The period from S1 to S11 (excluding S5 and 13) is the off period off2 in FIG. S6 to S11 is the coordinate stability confirmation period T2 in FIG. S12 is the on period on2 in FIG. S1, 2, 3, 5, and 13 become the on period on3 in FIG.
In the control sequence of FIG. 5 described above, the coordinate stability confirmation period is set according to the movement speed of the finger 4, that is, whether the coordinate comparison result is larger or smaller than the set value L. It is effective for continuous input.

  As described above, according to the present invention, reliable point input at the time of touch and smooth input at the time of continuous input can be achieved at the same time. In particular, reliable point input can be realized while the touch position moves. In addition, a smooth transition to continuous input can be performed depending on the presence or absence of a coordinate stabilization period. A touch panel device with better operability can be realized by properly using it according to the purpose of use and necessity.

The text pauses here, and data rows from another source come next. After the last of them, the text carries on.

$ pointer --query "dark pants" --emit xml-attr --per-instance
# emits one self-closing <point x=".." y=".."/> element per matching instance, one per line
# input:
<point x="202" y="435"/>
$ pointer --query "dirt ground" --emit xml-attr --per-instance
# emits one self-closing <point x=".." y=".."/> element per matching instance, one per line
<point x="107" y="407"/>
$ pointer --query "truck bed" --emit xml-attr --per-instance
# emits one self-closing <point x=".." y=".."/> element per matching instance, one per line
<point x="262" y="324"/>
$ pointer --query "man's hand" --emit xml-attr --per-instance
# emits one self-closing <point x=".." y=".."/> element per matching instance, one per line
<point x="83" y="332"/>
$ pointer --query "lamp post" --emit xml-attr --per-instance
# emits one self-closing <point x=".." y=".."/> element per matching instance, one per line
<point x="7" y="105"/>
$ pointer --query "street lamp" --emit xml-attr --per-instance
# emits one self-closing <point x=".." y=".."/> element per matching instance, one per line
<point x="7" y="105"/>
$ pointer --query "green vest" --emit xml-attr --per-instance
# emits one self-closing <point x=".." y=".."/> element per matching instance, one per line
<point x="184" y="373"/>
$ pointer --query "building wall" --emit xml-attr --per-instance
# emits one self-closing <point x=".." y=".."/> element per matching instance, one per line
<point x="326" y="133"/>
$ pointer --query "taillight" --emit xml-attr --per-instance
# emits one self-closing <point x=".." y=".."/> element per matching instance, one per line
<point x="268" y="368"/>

Explanatory drawing of capacitive touch panel device Explanatory diagram showing the relationship between the amount of coordinate change and time when the operator moves his / her finger on the panel and continuously inputs Explanatory diagram showing the relationship between the amount of coordinate change and time when the operator moves his / her finger on the panel and continuously inputs Flowchart of the control operation sequence of FIG. Flowchart of the control operation sequence of FIG.

Explanation of symbols

DESCRIPTION OF SYMBOLS 1 Surface resistor 2 Surrounding electrode 3-A Detection electrode 3-B Detection electrode 3-C Detection electrode 3-D Detection electrode 4 Finger 5 Lead-out line 6 Signal processing part 7 Human body resistance 8 Ground capacity 9 Electrostatic capacity

Claims (1)

An apparatus for detecting a touch position on a sensor panel surface of a finger, wherein the sensor panel is formed of a resistive film material uniformly and is provided with a resistive surrounding electrode surrounding the periphery, From the four vertices of the electrodes or from each point of the medium connected to the sensor panel surface, connected to a signal processing unit that holds an input voltage or current, and from the current value or voltage value flowing through the four vertices, the panel touches the finger touch position. In the touch panel device that calculates the contact position of the finger on the surface, the contact position coordinates are memorized, a means for comparing the new contact position coordinates with the past contact position coordinates, and the period during which the contact position coordinates are confirmed to be stable Correspondingly, a means for determining ON / OFF is provided, and the period during which the contact position coordinates are stable varies the period during which the contact coordinates are confirmed in accordance with the amount of change in the position coordinates. The touch panel device according to claim and.